156は、逆にすべての面や線に必然性が感じられ、破綻がない。ちょうどギリシャやローマ時代の彫刻のように、完璧なカーブを、フロントからテールエンドまで、一貫して流れているのがジュジャーロデザイン。147も156も、徹底的に造形にこだわりつつも、本当に対照的なカタチをしている、それなのに、どちらもアルファロメオのアイデンティティはまったく失っていない。本当に不思議なことです。

こういうデザイナーの視点を離れて、1台の車としてみると、156はボディサイズが全長4.4メートルほどの、今やコンパクトな部類の4ドアセダン。セグメント的にはDセグメント(小型ファミリーセダン)で、日本車でいうと、トヨタプレミオ・日産ブルーバード・マツダアテンザということになります。しかしこのあたりのクルマは全長4.6メートルに拡大されていて、156より20センチ以上大きなサイズです。多くのクルマが大型化していく中で、156はもっともコンパクトなファミリーセダンサイズのクルマということができます。もちろんライバルであるBMW 3シリーズより、かなり小さめです。

その、コンパクトなサイズの中に、破綻がないデザインと、アルファらしいかっこよさ、スポーティネスが表現されている。ほかのどのクルマにも似ていない強烈な個性が感じられます。

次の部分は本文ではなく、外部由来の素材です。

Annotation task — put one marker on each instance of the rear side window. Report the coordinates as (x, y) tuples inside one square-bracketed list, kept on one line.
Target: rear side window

好きか?と聞かれれば、もちろん文句なしに好きですね。そして、この156については、特別色のヌヴォラブルーに塗られていて、この色がまたいい(好みは分かれますが)。ソラの色を受けると水色、夕日を受けると黄色や薄緑っぽくなり、薄明かりだとシルバー。そのときどきでいろいろな表情を見せてくれる色でもあります。新車で買うときは、この特別色だけで26万円のオプションだったのですから、侮れません。

ということで、156のエクステリアデザインについてうんちくを語ってみました。
次回はインテリアについて、書いてみます。